After his re-election, Kuchma described his second presidential term as "Kuchma-2" and claimed that he would place increased attention on economic reform. After initially considering the re-appointment of Valeriy Pustovoitenko as prime minister, he appointed former National Bank of Ukraine head Viktor Yushchenko to the premiership in December 1999. Yushchenko, along with deputy prime minister for energy Yulia Tymoshenko, pursued economic liberalisation, payment of pensions and wages which had previously been unpaid, and increased transparency in privatisations. Yushchenko's premiership was opposed by Russian president Vladimir Putin and pro-Russian Ukrainian politicians (who saw his marriage to an American woman and his support for a Ukrainian national identity as problematic), as well as the oligarchs (who were targeted by Yushchenko and Tymoshenko's efforts to attack economic elites). Conversely, Ukraine's Western partners (particularly the United States, where vice president Al Gore had advised Kuchma to appoint Yushchenko as prime minister) supported Yushchenko's economic reforms, and his ties to international financial institutions and Atlanticist, pro-European positions were assets that led to improved relations with the West.

Following the 1999 election, the KPU's popularity declined steeply, with Soviet nostalgia fading as a political force and political elites feeling increasingly connected to a Ukrainian national identity. The left came under increasing attack, with Tkachenko being stripped of his security detail and access to transport and telephones provided to People's Deputies, with a resumption of the investigation into the 1994 disappearance of US$70 million that had been dropped following Tkachenko's appointment as chairman of the Verkhovna Rada in 1998. Also stripped of his official privileges was Adam Martyniuk, the first deputy chairman of the Verkhovna Rada and a member of the KPU. Both were removed from their parliamentary leadership positions, with Tkachenko being replaced by Ivan Plyushch of the pro-Kuchma People's Democratic Party.

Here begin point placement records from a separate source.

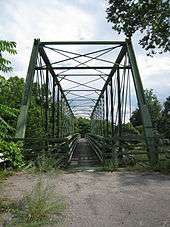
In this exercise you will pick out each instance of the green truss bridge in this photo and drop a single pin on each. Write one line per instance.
(98, 80)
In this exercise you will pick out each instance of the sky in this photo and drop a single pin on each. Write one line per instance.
(22, 21)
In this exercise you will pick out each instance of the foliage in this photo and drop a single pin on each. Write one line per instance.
(9, 47)
(11, 91)
(109, 165)
(151, 18)
(40, 206)
(10, 150)
(46, 163)
(154, 107)
(164, 123)
(12, 153)
(129, 128)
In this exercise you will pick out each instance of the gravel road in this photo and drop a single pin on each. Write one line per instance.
(100, 199)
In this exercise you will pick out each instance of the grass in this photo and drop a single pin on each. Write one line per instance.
(4, 174)
(41, 206)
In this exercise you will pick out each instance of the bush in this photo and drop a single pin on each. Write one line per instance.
(40, 206)
(12, 152)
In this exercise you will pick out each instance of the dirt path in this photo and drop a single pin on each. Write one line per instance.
(106, 199)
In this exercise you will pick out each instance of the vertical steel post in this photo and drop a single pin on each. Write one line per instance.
(107, 114)
(46, 102)
(53, 109)
(103, 120)
(22, 119)
(111, 99)
(58, 112)
(120, 156)
(145, 115)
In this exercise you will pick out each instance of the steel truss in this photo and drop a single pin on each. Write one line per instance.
(108, 104)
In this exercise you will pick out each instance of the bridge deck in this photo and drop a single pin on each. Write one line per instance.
(84, 155)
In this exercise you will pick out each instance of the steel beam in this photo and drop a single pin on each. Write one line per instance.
(82, 67)
(146, 118)
(118, 61)
(22, 119)
(82, 43)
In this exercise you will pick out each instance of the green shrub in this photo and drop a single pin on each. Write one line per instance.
(12, 152)
(40, 206)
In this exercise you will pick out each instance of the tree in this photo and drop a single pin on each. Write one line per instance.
(11, 91)
(164, 124)
(154, 107)
(9, 47)
(151, 18)
(10, 150)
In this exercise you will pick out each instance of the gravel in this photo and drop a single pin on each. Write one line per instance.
(102, 199)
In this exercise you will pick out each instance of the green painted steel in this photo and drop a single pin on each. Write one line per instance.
(22, 119)
(146, 118)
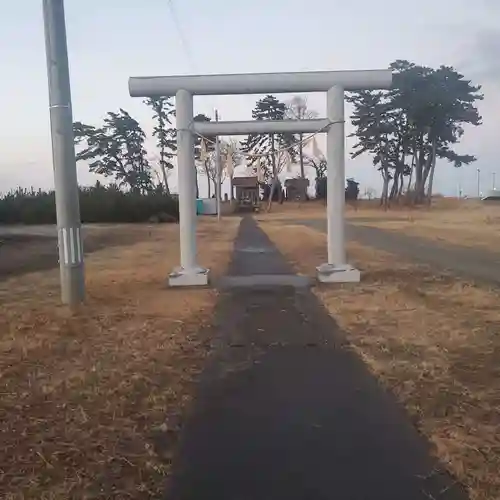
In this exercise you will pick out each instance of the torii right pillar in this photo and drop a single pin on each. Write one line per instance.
(336, 270)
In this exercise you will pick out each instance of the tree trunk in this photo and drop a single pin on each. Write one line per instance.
(301, 156)
(431, 175)
(165, 179)
(385, 190)
(395, 186)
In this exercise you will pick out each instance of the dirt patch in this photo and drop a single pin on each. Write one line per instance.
(90, 398)
(431, 338)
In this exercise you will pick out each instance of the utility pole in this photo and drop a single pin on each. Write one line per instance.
(63, 155)
(218, 174)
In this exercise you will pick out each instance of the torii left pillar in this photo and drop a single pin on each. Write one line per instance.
(189, 273)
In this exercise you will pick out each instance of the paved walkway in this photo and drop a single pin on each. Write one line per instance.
(473, 263)
(286, 411)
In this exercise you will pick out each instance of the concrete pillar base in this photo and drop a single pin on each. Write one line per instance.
(197, 276)
(343, 273)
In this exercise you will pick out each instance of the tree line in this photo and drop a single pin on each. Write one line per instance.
(404, 130)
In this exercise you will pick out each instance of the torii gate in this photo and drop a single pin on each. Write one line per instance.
(334, 83)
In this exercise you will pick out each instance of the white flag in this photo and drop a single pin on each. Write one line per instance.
(288, 159)
(316, 151)
(229, 164)
(203, 151)
(260, 176)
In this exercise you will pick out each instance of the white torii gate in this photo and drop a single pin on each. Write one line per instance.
(334, 83)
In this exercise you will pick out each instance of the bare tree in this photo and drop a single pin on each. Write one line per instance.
(297, 109)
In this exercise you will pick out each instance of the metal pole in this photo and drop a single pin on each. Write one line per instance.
(187, 179)
(335, 151)
(218, 170)
(63, 155)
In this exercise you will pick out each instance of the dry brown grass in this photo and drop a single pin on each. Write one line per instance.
(91, 401)
(471, 223)
(432, 339)
(460, 222)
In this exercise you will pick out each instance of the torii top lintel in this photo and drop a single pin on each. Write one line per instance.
(259, 83)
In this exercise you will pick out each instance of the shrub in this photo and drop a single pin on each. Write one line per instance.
(97, 204)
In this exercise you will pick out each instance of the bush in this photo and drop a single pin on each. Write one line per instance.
(97, 204)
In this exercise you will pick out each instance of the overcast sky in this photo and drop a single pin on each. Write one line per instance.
(110, 40)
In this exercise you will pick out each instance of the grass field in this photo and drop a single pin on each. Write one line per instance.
(462, 222)
(92, 401)
(432, 339)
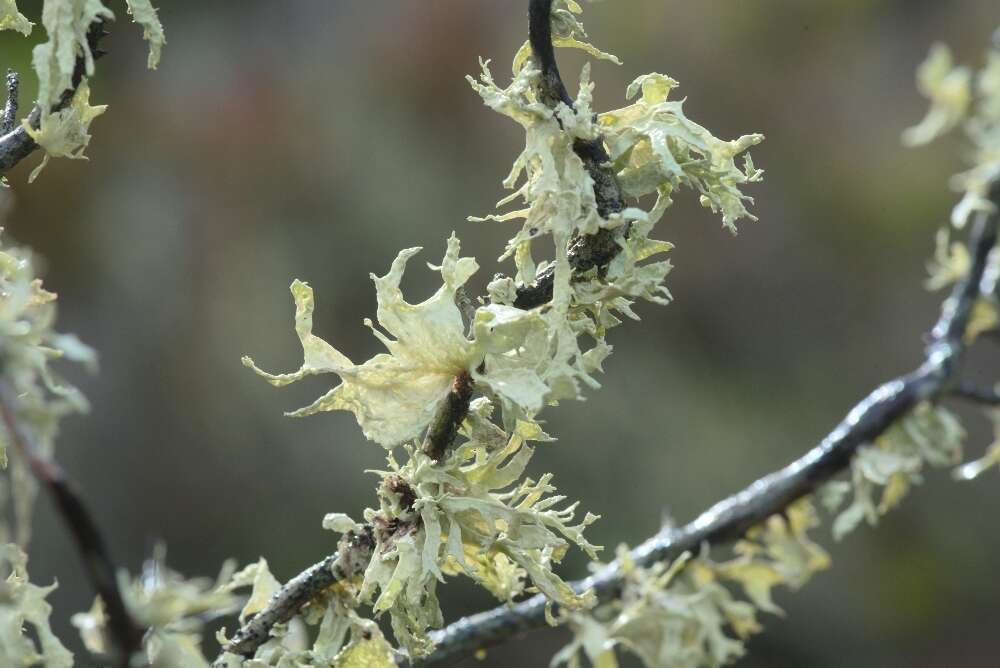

In the autumn of 2000, a series of cassette tapes were released by presidential bodyguard Mykola Melnychenko. The tapes, alleged to be of Kuchma, include discussion of voter intimidation in order to ensure Kuchma's victory and implicated him in the September 2000 murder of investigative journalist Georgiy Gongadze. The tapes were played by Moroz before the Verkhovna Rada on 28 November 2000, sparking a political scandal and crisis and popular protests.